Work in our laboratory has shown that the CXCL1 protein is endogenously expressed in almost 70% of the melanoma cell lines and tumors, but not in normal melanocytes. Overexpression of human CXCL1, 2, or 3 in immortalized murine melanocytes (melan-a cells) enables these cells to form tumors in SCID and nude mice. Differential display examination of the CXCL1 effect on melanocyte transformation revealed overexpression of the Ras genes. One of the mRNAs identified in the screen as overexpressed in CXCL1 transformed melan-a clones was the newly described M-Ras gene. Overexpression of CXCL1 up-regulates M-Ras expression at both the mRNA and protein levels, and this induction requires an intact ELR motif in the CXCL1 protein. K- and N-Ras proteins are also elevated in CXCL1-expressing melan-a clones, leading to an overall increase in the amount of activated Ras. CXCL1-expressing melan-a clones also exhibited enhanced AP-1 activity. Overexpression of wild-type M-Ras or a constitutively activated M-Ras mutant in control melan-a cells as monitored by an AP-1-luciferase reporter also showed enhanced AP-1 activity, whereas expression of a dominant negative M-Ras blocked AP-1-luciferase activity in CXCL1-transformed melan-a clones. In the in vitro transformation assay, overexpression of M-Ras mimicked the effects of CXCL1 by inducing cellular transformation in control melan-a cells, whereas overexpression of dominant negative M-Ras blocked transformation (118). These data suggest that CXCL1-mediated transformation may require Ras activation in melanocytes.

Another NF-κB-regulating kinase that is overexpressed in melanoma is NF-κB-inducing kinase (NIK). NIK was first identified by way of its association with TNF receptor-associated factor 2 (TRAF2) and shares homology with mitogen-activated protein kinase kinase kinases (135). NIK physically associates with and activates both IKK-α and IKK-β (136, 137) and overexpression of NIK has been shown to activate NF-κB (135). Interestingly, our laboratory found that NIK is overexpressed in melanoma cells and the IKK-associated NIK activity is enhanced compared to normal cells. When a catalytically inactive form of NIK was expressed, the constitutive activation of NF-kB and CXCL1 promoter was blocked in Hs294T melanoma cells, but not in normal human epidermal melanocytes. The NIK-induced activation of NF-kB was shown to be through the MAPK signaling kinases extracellular signal-regulated kinase 1 and 2 (ERK1/2), since overexpression of dominant-negative ERK leads to a decrease in NF-kB promoter activity (138). Thus, these data suggest that NIK is involved in up-regulation of NF-kB activity and hence CXCL1 transcription through an NIK/MEKK-IKK-IκB signaling pathway.

VII. Role of CBP in CXCL1 Transcription

Many inducible transcription factors such as NF-κB are activated through interactions with cellular coactivators (139). The transcriptional activity of NF-κB appears to be optimized through interactions with the coactivator CBP as discussed above. CBP is a nuclear protein belonging to a family of highly homologous proteins such as p300 and p270 that are involved in many physiological responses such as proliferation, differentiation, and apoptosis (140).
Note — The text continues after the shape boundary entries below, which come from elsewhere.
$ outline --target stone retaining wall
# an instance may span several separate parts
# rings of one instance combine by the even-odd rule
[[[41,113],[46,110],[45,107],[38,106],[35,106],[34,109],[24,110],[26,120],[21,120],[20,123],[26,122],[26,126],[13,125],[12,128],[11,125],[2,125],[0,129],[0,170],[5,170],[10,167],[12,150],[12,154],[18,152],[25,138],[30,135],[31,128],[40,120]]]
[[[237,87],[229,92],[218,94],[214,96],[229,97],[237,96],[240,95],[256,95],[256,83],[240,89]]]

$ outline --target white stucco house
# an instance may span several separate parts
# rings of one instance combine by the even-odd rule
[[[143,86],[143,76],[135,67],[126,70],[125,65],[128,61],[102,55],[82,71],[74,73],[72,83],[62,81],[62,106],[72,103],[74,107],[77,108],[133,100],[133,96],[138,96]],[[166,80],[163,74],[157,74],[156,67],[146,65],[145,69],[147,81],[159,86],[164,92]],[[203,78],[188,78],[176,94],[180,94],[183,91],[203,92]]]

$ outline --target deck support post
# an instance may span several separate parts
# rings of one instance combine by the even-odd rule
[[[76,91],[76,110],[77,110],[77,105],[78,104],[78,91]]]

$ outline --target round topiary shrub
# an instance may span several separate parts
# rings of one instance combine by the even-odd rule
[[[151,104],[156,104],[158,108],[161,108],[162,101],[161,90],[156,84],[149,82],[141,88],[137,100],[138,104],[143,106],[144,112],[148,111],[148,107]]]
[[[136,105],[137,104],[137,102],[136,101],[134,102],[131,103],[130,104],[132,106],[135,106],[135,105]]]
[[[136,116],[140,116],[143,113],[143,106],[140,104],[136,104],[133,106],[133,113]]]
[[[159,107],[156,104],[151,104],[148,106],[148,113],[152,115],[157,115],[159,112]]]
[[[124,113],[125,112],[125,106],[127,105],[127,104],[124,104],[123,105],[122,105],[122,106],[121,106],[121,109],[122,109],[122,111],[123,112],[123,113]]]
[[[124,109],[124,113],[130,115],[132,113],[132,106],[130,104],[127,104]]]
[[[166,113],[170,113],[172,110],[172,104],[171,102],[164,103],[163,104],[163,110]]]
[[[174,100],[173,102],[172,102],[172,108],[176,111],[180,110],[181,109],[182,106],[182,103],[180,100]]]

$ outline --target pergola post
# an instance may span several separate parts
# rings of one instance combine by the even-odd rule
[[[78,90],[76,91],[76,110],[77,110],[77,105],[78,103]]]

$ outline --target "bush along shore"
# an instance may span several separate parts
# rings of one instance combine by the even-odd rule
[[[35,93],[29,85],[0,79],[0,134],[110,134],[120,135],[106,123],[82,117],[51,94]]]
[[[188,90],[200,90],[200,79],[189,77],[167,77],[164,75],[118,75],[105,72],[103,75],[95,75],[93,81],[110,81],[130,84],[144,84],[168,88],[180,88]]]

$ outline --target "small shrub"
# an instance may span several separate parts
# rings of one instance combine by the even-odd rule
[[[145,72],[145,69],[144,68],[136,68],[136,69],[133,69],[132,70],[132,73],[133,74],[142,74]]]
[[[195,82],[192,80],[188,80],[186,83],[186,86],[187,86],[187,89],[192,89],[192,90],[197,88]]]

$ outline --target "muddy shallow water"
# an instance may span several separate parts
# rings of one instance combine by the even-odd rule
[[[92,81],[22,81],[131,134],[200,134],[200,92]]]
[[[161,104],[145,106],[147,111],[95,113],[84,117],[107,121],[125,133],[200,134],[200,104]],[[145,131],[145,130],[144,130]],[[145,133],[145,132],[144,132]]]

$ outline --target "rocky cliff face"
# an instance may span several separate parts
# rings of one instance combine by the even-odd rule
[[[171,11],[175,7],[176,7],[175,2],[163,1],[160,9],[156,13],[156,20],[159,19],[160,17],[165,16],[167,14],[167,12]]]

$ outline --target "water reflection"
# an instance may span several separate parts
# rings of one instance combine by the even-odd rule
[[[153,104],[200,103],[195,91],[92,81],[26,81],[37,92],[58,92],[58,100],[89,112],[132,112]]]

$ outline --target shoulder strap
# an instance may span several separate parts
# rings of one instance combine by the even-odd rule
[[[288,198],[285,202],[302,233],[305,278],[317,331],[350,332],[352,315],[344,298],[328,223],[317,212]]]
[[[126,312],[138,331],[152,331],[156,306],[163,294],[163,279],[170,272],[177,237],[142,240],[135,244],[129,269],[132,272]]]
CBP is thought to regulate transcription through its HAT activity, since in vitro transcription experiments have shown that transcription is induced only on the template with chromatin structure, but not on the naked DNA (141, 142). Thus, through its intrinsic HAT activity, CBP activates transcription by transferring an acetyl group to the ε-amino group of a lysine residue of the histone and neutralizes the positive charge of the molecule and thus loosens the interaction between the histone and the negatively charged DNA, leading to chromatin remodeling (143). Furthermore, the HAT activity of CBP is restricted not only to histones, but also to other targets such as transcription factors and the transcription apparatus (144, 145).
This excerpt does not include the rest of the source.